From a documentation and control-mapping perspective, the best companion references remain EU AI Act Compliance, Configuration & Policy Overview, Data Routing Policy, Audit Logger, and the Compliance Officer Guide. Even though NIS2 is a different regime, those docs help keep the technical control descriptions accurate.

Results and impact

The biggest advantage is that AI stops being an untracked exception inside the cybersecurity program. Instead of relying on a separate "AI acceptable use" memo, you can define which routes are allowed, which providers are eligible, whether sensitive content must be redacted, and whether a response can ever be delivered automatically.

That improves incident readiness. During a real event, teams do not have time to remember nuanced usage rules. A governed route is easier to trust because it removes bad choices under stress. It also improves post-incident review. When an auditor or internal review team asks how AI was used during an event, you can point to concrete route behavior rather than vague policy language.

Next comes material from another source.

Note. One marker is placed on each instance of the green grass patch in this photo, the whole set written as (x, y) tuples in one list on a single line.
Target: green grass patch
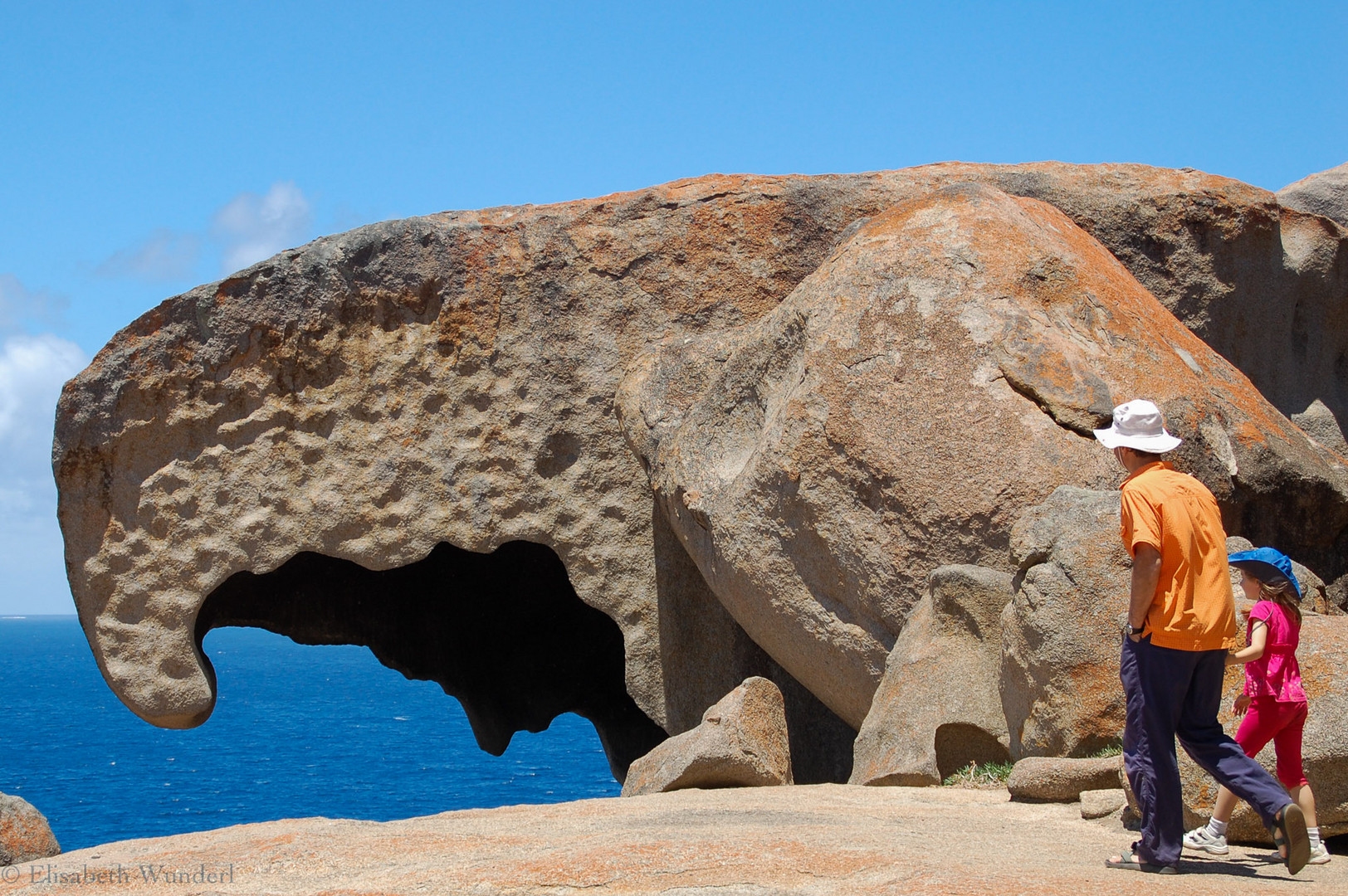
[(985, 777)]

There is also a supply chain benefit. NIS2 makes organizations think harder about dependencies, and AI providers are dependencies. data-routing-policy is valuable because it enforces the dependency decisions you say you have already made.

Key takeaways

  • NIS2 does not regulate AI directly, but AI-assisted operational workflows still sit inside the cybersecurity risk perimeter.
  • prompt-injection is especially valuable for routes fed by tickets, logs, and copied operational text.
  • data-routing-policy helps turn supplier and data-handling decisions into actual runtime restrictions.
  • Use human-oversight when an AI route must produce a draft for review rather than a directly actionable answer.
  • Keeptrusts improves technical enforcement and evidence quality, but it does not replace incident reporting, network security, or business continuity controls required by NIS2.